A seller-lessee and a buyer-lessor use the definition of a sale from IFRS 15 to determine whether a sale has occurred in a sale and leaseback transaction. If the transfer of the underlying asset satisfies the requirements of IFRS 15 to be accounted for as a sale, the transaction will be accounted for as a sale and a lease by both the lessee and the lessor. If not, the transaction will be accounted for as a financing by both the seller-lessee and the buyer-lessor. The new determination of whether a sale has occurred in a sale and leaseback transaction is a significant change from current practice. For example, IAS 17 focuses on whether the leaseback is an operating or finance lease, and does not explicitly require the seller-lessee to determine whether the sale and leaseback transaction meets the condition for the sale of the asset. Consequently, fewer transactions are likely to meet the prescribed criteria to be accounted for as sales and leasebacks under the new standard.

Business Consequences
IFRS 16 will have significant implications on financial matrices of the company. Currently, the annual rent expense appears in the lessee’s income statement and is included in common performance measures such as “operating profit” or EBITDA (earnings before interest, tax, depreciation and amortisation). However, under the new leases standard, this rent expense is replaced with two different expenses – interest expense (on the lease liability) and depreciation expense (on the lease asset).  For some companies, this might make their reported operating profit or EBITDA figures look better.

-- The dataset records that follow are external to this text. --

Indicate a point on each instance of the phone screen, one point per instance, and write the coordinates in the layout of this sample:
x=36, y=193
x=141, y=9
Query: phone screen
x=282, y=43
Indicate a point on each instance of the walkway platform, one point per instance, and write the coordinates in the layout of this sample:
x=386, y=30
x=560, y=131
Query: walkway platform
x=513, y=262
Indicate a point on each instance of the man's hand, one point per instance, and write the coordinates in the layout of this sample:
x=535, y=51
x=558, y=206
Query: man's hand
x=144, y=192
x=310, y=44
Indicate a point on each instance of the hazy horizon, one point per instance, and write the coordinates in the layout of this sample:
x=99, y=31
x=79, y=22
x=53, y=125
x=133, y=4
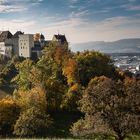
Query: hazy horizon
x=80, y=20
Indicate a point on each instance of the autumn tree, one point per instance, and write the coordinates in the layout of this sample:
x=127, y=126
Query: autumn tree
x=108, y=110
x=9, y=112
x=32, y=122
x=93, y=63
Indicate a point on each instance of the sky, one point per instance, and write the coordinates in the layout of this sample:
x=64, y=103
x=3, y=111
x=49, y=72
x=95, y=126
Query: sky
x=79, y=20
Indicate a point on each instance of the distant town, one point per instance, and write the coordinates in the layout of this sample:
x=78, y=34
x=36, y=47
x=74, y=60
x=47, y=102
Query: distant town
x=26, y=45
x=31, y=46
x=127, y=62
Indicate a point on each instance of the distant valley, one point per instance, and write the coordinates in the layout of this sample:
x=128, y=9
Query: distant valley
x=120, y=46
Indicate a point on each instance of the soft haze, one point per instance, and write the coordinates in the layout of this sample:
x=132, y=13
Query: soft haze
x=79, y=20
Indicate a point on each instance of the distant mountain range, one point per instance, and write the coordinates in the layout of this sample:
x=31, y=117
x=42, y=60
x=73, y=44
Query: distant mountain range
x=121, y=46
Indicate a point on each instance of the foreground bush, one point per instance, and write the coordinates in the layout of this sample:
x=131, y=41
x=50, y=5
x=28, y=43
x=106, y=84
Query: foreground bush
x=110, y=109
x=32, y=122
x=9, y=112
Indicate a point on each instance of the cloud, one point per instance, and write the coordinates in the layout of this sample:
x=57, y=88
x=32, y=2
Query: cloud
x=8, y=6
x=14, y=25
x=78, y=30
x=134, y=8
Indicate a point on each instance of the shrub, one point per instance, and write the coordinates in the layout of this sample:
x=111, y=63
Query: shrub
x=9, y=112
x=32, y=122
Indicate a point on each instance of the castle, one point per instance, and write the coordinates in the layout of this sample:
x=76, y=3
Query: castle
x=26, y=45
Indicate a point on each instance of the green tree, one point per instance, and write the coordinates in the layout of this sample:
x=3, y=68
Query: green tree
x=108, y=110
x=32, y=122
x=91, y=64
x=9, y=112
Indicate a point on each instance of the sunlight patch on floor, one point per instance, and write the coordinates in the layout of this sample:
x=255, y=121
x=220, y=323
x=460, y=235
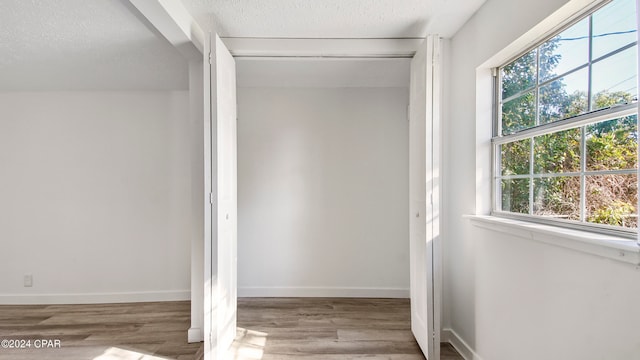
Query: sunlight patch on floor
x=114, y=353
x=248, y=345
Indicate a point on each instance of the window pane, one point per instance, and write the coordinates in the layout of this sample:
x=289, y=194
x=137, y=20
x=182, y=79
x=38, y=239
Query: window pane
x=520, y=75
x=519, y=113
x=515, y=195
x=614, y=80
x=612, y=199
x=613, y=144
x=515, y=157
x=557, y=197
x=557, y=153
x=614, y=26
x=564, y=97
x=565, y=52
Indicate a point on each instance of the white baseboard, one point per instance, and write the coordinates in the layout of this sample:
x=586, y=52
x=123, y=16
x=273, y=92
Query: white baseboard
x=323, y=292
x=195, y=335
x=450, y=336
x=94, y=298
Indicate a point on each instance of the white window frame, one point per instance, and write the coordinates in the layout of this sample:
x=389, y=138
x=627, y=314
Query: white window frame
x=575, y=122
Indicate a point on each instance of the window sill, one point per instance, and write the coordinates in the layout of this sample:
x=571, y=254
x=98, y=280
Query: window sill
x=611, y=247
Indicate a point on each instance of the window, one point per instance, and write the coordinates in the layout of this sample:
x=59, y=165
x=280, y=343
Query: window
x=566, y=132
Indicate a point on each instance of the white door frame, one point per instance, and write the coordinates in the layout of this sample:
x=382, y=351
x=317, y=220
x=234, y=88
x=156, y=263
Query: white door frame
x=363, y=48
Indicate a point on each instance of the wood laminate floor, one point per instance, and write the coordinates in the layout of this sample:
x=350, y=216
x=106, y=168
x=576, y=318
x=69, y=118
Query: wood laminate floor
x=148, y=331
x=268, y=329
x=327, y=329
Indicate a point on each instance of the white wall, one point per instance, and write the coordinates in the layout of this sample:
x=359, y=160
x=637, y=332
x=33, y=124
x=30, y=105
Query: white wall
x=507, y=297
x=323, y=192
x=95, y=196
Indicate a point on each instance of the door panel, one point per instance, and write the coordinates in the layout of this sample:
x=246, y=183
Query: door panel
x=222, y=266
x=423, y=192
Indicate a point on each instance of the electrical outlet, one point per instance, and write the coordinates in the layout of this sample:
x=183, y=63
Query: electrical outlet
x=28, y=280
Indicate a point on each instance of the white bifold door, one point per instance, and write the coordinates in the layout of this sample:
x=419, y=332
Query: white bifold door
x=424, y=196
x=221, y=204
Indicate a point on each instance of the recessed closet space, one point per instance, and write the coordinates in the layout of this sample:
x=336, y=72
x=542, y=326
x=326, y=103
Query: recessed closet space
x=323, y=187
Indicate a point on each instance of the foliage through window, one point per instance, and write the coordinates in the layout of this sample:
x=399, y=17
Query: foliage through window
x=566, y=142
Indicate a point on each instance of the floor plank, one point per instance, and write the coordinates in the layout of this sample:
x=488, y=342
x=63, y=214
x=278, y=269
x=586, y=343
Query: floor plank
x=268, y=329
x=327, y=329
x=150, y=331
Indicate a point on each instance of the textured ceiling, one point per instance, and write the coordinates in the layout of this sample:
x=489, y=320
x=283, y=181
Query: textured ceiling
x=332, y=18
x=83, y=45
x=323, y=72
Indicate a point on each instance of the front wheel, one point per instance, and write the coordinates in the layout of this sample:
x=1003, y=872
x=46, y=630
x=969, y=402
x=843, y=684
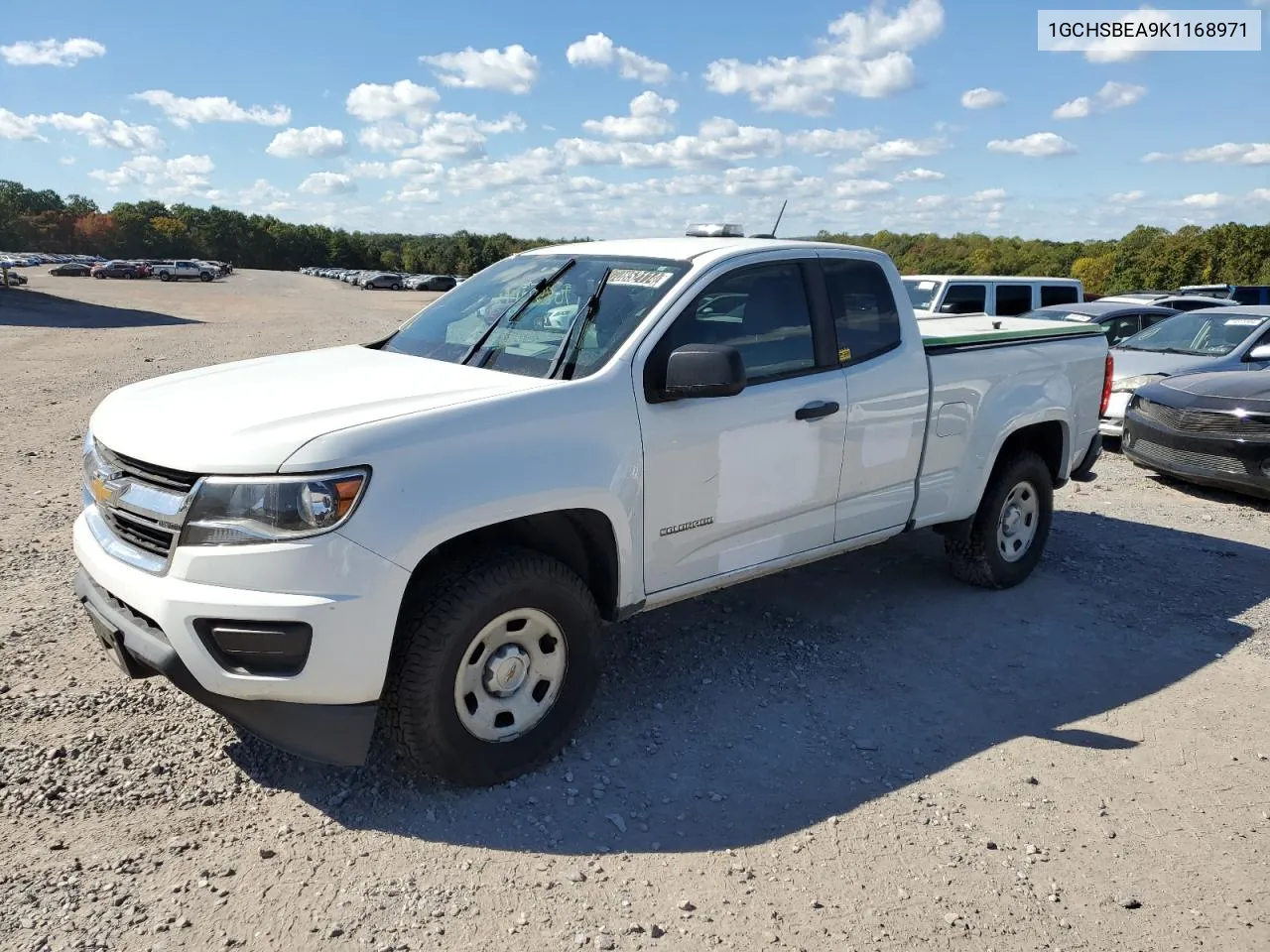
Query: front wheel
x=497, y=662
x=1006, y=537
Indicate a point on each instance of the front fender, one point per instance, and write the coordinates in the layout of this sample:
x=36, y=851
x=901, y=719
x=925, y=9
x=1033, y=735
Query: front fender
x=441, y=474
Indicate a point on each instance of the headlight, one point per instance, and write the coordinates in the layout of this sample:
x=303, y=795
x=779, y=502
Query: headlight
x=1127, y=385
x=234, y=512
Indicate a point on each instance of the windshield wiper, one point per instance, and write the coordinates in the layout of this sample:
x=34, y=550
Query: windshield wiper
x=578, y=326
x=517, y=307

But the reported net profit after tax may reduce in the early years of the lease.

Recognition of lease assets and liabilities can have wider commercial effects.  For example, banking covenants and other contractual arrangements that are tied to the company’s financial statements (eg debt to equity ratios in banking covenants and interest coverage ratio) might need to be revised before the standard becomes effective.

Reflection of lease assets and obligations provides a more faithful representation of the financial position of a company and greater transparency about the company’s financial leverage and capital employed. This is expected to enable investors and analysts to better assess the financial position and financial performance of a company. The IASB expects IFRS 16 to improve the information available to all investors when making investment decisions. This is because; when companies applied previous lease accounting requirements, some investors adjusted for off balance sheet leases (using varied techniques) whereas others did not.

Effect Analysis paper prepared by IASB provides a good summary of impact of IFRS 16 on key financial metrices of the company

Concluding remarks

IFRS 16 is a significant change from current IFRS, in particular for lessees. Entities should perform a preliminary assessment as soon as possible to determine how their lease accounting will be affected. Entities should not underestimate the effort involved in doing this assessment as it will entail reviewing all significant leasing arrangements. Entities will also need to ensure that they have the processes (including internal controls) and systems in place to collect the necessary information to implement the new standard. Indian companies should diagnose implications of new standard to enable them to make representations to ICAI and MCA on practical challenges they forsee to ensure that they are adequately addressed by ICAI and MCA.